Not only that but you will be sharing resources with the live enviroment. You can forget about stress testing when the dev server also has to deal with actual customers. Any mistakes that can cause problems on the development server (infinite loop taking up the entire CPU, running out of HDD space, etc) suddenly become a real issue.
I have a client asking this for a requirement and haven't done this before, what does he mean by web service infrastructure?
That phrase encompasses a wide variety of technical aspects. Your infrastructure is all of the components that make up the systems that run a web business or application, including hardware. So it refers to your server and network setup, your bandwidth and connections in and out, your database setup, backup solutions, web server software, code deployment methods, and anything else used to successfully run a web business with high reliability and uptime and low error and bug incidents.
In order to make such a thing scalable, you have to architect all these components together into something that will work smoothly with growth over time. A scalable architecture should be flexible enough to handle sudden traffic spikes.
Methods used to facilitate scalability include replicated databases, clustered web servers, load balancers, RAID disk striping, and network switching. Your code has to take much of this into account.
It's a tough service to provide.
First thing that comes to mind was the Enterprise service bus.
He probably means some sort of "infrastructure" to run a lot of complex interacting web services.
Either an enterprise application that you call via a web service that can run on many instances of a web application server, or run a single instance that are very nicely multithreaded and scale to many CPUs, or deploying loads of different webservices that all talk to each other, often via message queues, until you have something that breaks all the time and requires a huge team of people to maintain. Might as well throw in a load of virtual machines to have a virtualised, scalable, re-deployable web service infrastructure (i.e., loads of tomcats or jbosses in linux VMs ready to deply as needed, one app per VM).
Then there is physical scalability. Is there enough CPU power for your needs? Is there enough bandwidth between physical nodes to send all these messages and SOAP transactions between machines? Is there enough storage? Is the storage available on a fast, low latency interconnect? Is the database nicely fed with CPU power, bandwidth, a disc system that doesn't lag. Is there a database backup. How about when a single machine can't handle the load of a particular function - then you need load balancers, although these are good for redundancy and software updates whilst remaining live as well.

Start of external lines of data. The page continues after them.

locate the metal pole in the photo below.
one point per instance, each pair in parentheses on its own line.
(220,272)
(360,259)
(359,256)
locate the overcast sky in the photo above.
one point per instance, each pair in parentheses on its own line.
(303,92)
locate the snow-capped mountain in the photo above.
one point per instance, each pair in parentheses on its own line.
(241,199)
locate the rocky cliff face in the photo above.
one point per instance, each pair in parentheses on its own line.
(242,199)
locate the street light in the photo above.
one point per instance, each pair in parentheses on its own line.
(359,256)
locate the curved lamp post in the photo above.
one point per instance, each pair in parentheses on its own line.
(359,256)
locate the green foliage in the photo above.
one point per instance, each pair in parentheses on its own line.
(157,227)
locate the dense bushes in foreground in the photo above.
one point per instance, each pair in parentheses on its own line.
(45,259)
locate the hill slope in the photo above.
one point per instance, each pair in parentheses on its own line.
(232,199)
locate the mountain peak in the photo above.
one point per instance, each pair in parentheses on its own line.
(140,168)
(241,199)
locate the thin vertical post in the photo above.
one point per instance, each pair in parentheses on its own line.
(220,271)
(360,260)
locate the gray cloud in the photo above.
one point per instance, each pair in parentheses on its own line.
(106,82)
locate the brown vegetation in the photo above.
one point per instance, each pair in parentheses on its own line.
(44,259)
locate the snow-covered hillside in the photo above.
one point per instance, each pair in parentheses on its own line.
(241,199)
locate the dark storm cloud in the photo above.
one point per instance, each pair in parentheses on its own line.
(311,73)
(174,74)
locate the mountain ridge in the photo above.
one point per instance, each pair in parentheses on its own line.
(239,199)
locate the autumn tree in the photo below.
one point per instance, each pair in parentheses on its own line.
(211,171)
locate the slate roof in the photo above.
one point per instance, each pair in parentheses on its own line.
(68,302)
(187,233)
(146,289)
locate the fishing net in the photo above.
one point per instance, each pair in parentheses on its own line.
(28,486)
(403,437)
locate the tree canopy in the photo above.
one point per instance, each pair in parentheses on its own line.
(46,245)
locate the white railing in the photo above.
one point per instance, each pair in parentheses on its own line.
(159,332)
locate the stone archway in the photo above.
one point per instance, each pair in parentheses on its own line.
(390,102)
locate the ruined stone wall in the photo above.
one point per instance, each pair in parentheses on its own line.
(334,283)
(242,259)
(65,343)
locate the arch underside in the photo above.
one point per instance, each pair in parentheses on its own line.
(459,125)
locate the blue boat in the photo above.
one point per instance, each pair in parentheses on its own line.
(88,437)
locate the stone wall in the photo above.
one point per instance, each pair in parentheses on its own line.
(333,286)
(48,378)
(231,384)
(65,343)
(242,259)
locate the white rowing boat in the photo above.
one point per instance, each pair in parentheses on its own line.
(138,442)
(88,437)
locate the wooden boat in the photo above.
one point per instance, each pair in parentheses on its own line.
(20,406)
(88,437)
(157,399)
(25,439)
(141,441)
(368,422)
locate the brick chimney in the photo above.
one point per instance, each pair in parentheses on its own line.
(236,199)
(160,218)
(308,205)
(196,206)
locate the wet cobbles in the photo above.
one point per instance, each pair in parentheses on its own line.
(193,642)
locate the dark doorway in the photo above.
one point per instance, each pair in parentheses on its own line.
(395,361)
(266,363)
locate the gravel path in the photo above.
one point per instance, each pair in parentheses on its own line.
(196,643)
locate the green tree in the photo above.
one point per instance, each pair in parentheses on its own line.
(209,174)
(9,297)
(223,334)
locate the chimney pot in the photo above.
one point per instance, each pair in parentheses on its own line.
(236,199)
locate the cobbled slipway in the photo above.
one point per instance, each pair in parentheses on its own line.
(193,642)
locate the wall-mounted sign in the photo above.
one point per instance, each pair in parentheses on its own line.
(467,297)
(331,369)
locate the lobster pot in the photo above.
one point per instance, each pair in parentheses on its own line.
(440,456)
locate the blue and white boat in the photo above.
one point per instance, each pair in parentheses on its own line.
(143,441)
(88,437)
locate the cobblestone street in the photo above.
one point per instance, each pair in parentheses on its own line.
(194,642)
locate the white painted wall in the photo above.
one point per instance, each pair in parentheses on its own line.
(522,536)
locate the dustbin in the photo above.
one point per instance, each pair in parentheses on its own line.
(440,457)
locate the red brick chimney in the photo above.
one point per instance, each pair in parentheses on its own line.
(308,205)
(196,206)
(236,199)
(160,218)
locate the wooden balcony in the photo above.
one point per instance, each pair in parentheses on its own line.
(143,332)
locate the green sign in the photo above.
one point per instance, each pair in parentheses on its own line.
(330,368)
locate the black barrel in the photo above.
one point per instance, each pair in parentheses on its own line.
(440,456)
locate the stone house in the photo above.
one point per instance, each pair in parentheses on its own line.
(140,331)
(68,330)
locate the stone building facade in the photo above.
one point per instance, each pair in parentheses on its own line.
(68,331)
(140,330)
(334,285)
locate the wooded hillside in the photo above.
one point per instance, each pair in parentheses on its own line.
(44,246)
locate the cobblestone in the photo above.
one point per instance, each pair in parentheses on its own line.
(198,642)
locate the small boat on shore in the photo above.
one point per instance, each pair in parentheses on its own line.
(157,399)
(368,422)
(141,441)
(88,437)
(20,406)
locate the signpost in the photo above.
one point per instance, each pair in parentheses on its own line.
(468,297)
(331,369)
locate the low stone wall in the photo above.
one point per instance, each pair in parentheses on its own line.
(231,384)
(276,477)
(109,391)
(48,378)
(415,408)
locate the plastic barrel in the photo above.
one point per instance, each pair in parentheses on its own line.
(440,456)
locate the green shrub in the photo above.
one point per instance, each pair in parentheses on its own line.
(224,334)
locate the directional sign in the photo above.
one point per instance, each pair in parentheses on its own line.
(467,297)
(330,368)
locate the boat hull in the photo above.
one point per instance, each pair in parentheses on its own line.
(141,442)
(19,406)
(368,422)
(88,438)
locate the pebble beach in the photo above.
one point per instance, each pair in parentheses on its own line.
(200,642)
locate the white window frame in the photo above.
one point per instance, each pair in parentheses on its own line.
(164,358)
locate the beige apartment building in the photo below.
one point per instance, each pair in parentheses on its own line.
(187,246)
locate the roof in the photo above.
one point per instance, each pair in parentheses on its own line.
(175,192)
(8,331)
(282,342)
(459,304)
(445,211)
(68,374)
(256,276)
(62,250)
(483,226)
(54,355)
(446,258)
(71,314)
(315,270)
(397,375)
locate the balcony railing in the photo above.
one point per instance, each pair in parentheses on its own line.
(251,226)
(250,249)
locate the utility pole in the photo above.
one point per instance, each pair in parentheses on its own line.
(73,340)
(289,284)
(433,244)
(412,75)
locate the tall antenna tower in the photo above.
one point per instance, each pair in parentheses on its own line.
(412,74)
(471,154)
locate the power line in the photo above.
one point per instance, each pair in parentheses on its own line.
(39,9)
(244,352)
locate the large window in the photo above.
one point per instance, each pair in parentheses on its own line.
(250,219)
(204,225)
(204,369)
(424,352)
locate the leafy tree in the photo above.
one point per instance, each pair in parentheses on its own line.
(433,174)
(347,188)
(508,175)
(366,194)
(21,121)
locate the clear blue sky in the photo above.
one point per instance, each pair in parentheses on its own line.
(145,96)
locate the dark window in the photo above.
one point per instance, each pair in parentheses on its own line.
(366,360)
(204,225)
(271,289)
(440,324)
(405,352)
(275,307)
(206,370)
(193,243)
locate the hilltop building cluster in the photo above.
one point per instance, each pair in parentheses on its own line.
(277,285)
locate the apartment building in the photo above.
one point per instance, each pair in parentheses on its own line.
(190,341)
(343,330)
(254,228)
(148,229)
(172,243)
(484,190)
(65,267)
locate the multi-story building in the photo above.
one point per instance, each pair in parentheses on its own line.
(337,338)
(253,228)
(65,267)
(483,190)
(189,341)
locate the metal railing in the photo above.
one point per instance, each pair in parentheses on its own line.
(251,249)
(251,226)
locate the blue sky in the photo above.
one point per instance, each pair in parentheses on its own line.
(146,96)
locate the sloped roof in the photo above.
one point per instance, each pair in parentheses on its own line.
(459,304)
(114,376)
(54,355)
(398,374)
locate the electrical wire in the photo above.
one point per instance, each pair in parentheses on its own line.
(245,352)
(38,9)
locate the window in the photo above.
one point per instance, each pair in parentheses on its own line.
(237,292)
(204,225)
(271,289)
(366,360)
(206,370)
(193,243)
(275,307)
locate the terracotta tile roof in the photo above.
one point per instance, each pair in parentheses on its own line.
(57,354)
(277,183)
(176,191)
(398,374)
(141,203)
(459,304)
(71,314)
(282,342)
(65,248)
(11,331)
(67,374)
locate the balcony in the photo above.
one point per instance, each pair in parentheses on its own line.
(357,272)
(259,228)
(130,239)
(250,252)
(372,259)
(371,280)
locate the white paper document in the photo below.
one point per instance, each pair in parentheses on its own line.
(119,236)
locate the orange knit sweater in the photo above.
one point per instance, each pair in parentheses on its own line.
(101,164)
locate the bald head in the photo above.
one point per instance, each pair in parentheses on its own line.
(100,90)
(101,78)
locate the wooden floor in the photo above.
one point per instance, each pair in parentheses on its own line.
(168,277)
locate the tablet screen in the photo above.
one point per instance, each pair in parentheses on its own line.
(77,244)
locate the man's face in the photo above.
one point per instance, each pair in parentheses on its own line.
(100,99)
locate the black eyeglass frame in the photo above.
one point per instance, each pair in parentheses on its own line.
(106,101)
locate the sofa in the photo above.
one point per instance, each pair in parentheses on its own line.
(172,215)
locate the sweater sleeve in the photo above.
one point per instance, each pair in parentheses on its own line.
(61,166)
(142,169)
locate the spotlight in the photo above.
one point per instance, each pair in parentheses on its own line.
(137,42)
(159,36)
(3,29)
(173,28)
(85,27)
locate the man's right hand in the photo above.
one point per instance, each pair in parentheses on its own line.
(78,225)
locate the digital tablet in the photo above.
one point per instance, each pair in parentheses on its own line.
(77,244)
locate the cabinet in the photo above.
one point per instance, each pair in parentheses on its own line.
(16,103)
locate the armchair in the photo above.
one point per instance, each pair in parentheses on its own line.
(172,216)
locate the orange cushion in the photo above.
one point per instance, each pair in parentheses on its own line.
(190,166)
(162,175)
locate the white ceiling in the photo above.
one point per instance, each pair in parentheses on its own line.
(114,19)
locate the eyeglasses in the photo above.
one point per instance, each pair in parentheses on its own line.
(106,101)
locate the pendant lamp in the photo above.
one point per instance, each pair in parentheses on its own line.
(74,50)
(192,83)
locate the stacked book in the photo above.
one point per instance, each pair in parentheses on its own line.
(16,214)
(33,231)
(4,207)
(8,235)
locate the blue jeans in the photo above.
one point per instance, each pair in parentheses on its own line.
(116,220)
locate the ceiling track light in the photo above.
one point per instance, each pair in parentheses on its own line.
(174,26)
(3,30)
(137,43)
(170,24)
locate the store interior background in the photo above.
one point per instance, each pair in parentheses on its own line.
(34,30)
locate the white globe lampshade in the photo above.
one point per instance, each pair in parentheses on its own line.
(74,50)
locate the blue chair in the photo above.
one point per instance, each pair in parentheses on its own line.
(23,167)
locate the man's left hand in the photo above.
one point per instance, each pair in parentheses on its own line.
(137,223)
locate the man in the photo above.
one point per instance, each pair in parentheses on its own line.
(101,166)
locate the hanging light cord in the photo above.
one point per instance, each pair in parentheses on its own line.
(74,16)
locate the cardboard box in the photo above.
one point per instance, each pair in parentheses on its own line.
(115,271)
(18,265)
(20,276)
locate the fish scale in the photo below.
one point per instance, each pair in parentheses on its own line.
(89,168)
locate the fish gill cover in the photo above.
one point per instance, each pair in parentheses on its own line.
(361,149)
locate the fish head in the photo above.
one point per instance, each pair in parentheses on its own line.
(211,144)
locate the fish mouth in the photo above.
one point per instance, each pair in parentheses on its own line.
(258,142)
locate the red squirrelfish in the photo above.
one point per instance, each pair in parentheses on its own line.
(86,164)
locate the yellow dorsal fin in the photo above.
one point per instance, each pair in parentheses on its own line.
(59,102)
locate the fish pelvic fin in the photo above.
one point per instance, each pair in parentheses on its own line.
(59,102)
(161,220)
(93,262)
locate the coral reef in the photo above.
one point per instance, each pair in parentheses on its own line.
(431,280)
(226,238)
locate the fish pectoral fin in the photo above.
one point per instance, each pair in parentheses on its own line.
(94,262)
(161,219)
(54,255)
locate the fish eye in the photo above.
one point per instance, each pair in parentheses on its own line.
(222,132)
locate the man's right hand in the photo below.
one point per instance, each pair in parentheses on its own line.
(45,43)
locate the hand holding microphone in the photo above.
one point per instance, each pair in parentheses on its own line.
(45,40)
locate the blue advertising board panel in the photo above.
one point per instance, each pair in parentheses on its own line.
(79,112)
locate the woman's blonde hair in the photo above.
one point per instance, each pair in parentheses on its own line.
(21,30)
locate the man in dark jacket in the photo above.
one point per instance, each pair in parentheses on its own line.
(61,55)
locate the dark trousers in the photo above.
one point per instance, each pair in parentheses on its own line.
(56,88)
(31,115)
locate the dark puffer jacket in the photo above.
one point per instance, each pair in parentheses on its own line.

Is there a site backup? Or are you scaling globally - will there be multiple data centres around the globe? Do you have redundant links to the internet from each data centre? What happens when a site goes down? How is data replicated between sites, to reduce inter-site communications, and how do these data caches and pushes work?
And so on and so forth. But your client probably just wants a web service that can be load balanced without thrashing (i.e., two or more instances can share data/sessions/etc, depends on the application really), with easy database configuration and backup. Ease of deployment is desirable, so make the install simple. Or even provide a Linux VM for them to add to their VM infrastructure. Talk to their sysadmin to see what they currently do.
This phrase is often used as a marketing term from companies who sell some part of what they'll call a "scalable web services infrastructure".
Try to find out from the client exactly what they need. Do they have existing web services? Do they have existing business logic they've decided to expose as web services? Do they have customers who are asking to be able to access your client's systems through web services?
Does your client even know what a web service is?